Abstract
Transgene-enhanced oncolytic adenoviruses represent a promising novel therapeutic option for the treatment of cancer. A Phase 1 clinical trial featuring AdAPT-001 is ongoing (NCT04673942). AdAPT-001, a type 5 adenovirus, which carries a TGF-β trap transgene that neutralizes the immunosuppressive cytokine, TGF-β, has been shown in an immunocompetent mouse model to eradicate both locally injected and non-injected tumors. Single dose biodistribution of the TGF-β trap transgene was also evaluated in tumor bearing mice, providing an explanation for systemic activity.
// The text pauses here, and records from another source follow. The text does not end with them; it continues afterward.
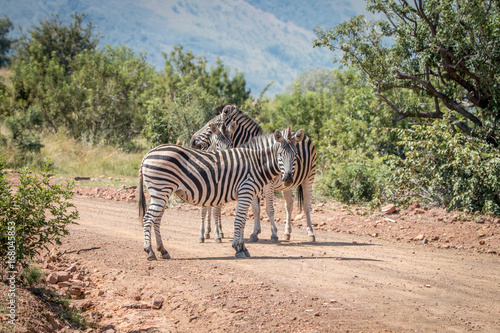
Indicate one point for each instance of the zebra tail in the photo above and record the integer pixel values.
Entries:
(300, 194)
(142, 198)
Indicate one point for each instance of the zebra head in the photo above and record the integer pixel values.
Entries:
(287, 153)
(222, 136)
(202, 138)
The biodistribution and toxicity of a single administration of mouse AdAPT-001 (mAdAPT-001) in 129S1 immunocompetent mice bearing ADS-12 tumors (mouse lung carcinoma) were assessed. mAdAPT-001 was injected intratumorally and intravenously in groups of 25 mice each at varying dose levels. Soluble TGF-β trap was detected in the serum using ELISA. A single AdAPT-001 injection resulted in non-negligible long-term TGF-β trap persistence in the serum over the 14-day study after intravenous and intratumoral administration. No TGF-β-related toxicity was observed. At clinically relevant doses, AdAPT-001 was safe and well tolerated. Systemic levels of the TGF-β trap transgene were observed from both local and intravenous dosing.
Keywords: Adenoviral vector, oncolytic virus, TGF-beta
Introduction
A substantial and unprecedented paradigm shift is underway in medical oncology with the supplementation and even supplantation of indiscriminately cytotoxic chemotherapies by more promising and precise immunotherapies [1], whose function is to harness the cytotoxic potential of the immune system in the severely immune-suppressed and metabolically and structurally hostile tumor microenvironment (TME).
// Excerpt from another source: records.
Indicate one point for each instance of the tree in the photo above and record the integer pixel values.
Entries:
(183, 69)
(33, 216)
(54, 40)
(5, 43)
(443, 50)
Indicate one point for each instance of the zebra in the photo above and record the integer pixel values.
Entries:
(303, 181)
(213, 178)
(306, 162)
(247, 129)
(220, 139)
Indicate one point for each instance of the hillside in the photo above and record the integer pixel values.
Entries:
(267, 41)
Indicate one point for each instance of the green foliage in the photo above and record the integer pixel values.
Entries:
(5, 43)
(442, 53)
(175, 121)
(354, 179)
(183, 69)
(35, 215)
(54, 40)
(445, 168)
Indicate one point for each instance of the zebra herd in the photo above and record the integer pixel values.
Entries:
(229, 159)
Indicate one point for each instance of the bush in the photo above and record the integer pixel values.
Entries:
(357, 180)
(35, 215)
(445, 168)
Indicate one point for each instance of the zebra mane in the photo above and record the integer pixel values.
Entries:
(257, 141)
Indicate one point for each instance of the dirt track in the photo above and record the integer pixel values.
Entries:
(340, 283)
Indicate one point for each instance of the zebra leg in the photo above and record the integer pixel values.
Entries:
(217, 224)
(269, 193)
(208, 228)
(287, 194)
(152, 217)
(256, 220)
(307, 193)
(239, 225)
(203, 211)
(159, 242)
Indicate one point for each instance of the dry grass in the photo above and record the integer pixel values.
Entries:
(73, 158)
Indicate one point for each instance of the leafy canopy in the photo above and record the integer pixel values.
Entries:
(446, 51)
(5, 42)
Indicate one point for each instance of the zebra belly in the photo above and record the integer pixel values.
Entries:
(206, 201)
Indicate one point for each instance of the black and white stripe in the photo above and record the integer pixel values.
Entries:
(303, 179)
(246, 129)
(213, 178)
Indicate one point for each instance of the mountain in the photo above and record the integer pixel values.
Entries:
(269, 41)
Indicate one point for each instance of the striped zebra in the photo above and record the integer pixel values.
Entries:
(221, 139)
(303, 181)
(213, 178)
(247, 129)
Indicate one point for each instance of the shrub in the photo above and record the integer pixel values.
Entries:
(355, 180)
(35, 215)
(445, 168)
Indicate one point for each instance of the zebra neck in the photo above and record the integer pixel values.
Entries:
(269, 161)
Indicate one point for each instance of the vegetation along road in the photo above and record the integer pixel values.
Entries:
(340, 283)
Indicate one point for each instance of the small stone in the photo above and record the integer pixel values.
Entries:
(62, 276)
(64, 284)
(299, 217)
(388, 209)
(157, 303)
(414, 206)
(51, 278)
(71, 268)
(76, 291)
Immune-suppression within the tumor microenvironment accounts, in part, for the absence of benefit in a majority of cancer patients with checkpoint inhibitor (CI) therapies. Hence, it is not enough for T-cells to infiltrate tumors; they must also recognize tumor-specific antigens and overcome the plethora of immunosuppressive and regulatory mechanisms elaborated by the tumor, stromal, lymphatic, vascular and extracellular matrix ensemble, in short, the TME, to mediate cytotoxicity [2].
Whereas CIs appear to function preferentially in T-cell inflamed or immunologically “hot” tumors, the high occurrence of immunosuppressed or immunologically “cold” tumors, which represents the most frequent immune phenotype, imposes a “ceiling” on response rates, generally in the range of 20-40% [3]. These response rates may be augmented with combinatorial checkpoint therapy but only at the expense of unacceptably high rates of Grade 3 and 4 autoimmune-like toxicities [4,5].
A complement to checkpoint inhibitor therapy is oncolytic viruses (OVs).
The advantage of oncolytic viruses is in their replicative capacity, which leads to amplification of expression of the therapeutic transgene that they carry for enhancement of anti-tumor or immunogenic effects; the majority of transgenes used in an oncolytic virotherapy context are directly immunostimulatory [6]; common examples include GM-CSF, IL-18 and IL-12. However, transgenes may also serve to enhance and focus the immunomodulatory functions through their effect on cytokine levels, for example.
AdAPT-001 is a type 5 conditionally replicative adenovirus that is enhanced with an immunomodulatory TGF-β trap. This trap is a fusion protein of soluble TGF-β receptor II and the Fc portion of human IgG1, which “traps” or neutralizes the activity of TGF-β. A pleiotropic cytokine, TGF-β acts in the capacity of a master regulator that controls immune tolerance, differentiation, proliferation and survival [7]. The viral vector, called TAV-255, that carries the TGF-β trap has been engineered with a small 50 bp deletion in the E1A promoter region, which renders it unable to fully replicate and produce progeny in non-transformed cells, although early genes are transcribed. AdAPT-001 is preferentially injected intratumorally, although it may be delivered subcutaneously or intravenously. One potential criticism of intratumoral injection is tumor-specific transgene expression, which theoretically may serve to limit TGF-β-neutralization in distant lesions.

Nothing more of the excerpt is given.